> unicode looks like this in the pakket [.a.l.i.v.e.:.s.t.i.l.l. .a.l.l.i.v.e.,. .s.e.r.v.e.r.?./01].
Maybe I completely misunderstand you, but if you put the "L" in front of a character string, the compiler will allocate 16 bits (a wide character) for each character, rather than 8 bits (a normal character). This looks a lot like the ASCII portion of UCS-2 or UTF-16 unicode (but nothing like UTF-8).
In your original post, you showed the characters in "little endian" format, with the 'a' before its corresponding 0; in the example above, you show them in "big endian" format, with the 0 (presumably the '.') before its corresponding 'a'.
If you define:
unsigned short buffer = L"alive:still allive, server?\01";
You'll have a buffer with 16 bits per character, with the characters packed into the second byte of the 16 bits (i.e., big endian format, because ColdFire is big endian), just like in the example above (I assume you wanted an SOH with the \01). And the wide character functions I mentioned earlier are meant to manipulate these types of strings, just like the normal string functions manipulate 8 bit character strings.

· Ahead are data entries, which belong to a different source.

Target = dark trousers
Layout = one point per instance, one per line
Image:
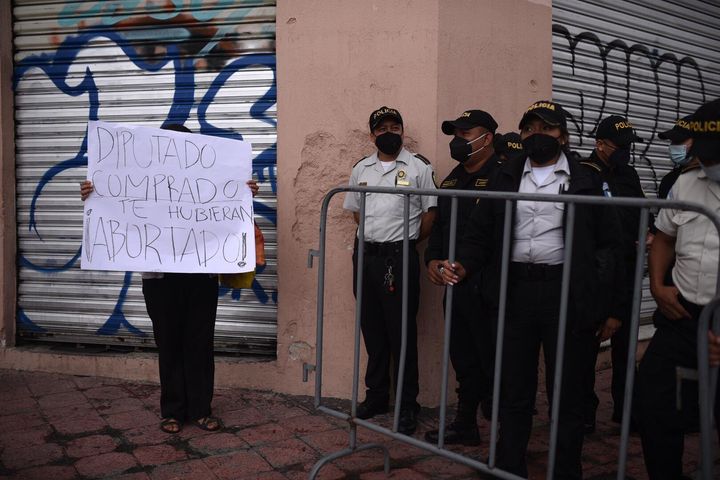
(381, 322)
(532, 320)
(471, 345)
(619, 348)
(662, 425)
(182, 308)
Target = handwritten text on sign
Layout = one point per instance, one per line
(167, 201)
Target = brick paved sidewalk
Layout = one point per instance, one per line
(61, 427)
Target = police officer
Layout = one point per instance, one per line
(692, 240)
(509, 146)
(471, 345)
(613, 141)
(680, 144)
(381, 320)
(535, 280)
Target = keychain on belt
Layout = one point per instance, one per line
(389, 281)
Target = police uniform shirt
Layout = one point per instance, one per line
(539, 225)
(696, 239)
(384, 212)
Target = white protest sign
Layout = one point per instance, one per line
(167, 201)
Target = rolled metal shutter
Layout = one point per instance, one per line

If you need them in little-endian format, you just need to loop thru the shorts in the buffer and byteswap them -- byteswapping is a way of life when sending data off-board, since different CPUs have different endiannesses, so typically you'll have one routine that will do that for you just before sending the data out (or after receiving it in) -- remember, you only want to byteswap multi-byte quantities, and you have to know the size of the quantity to do it (in this case, you're byteswapping 16 bit quantities, so it is really easy).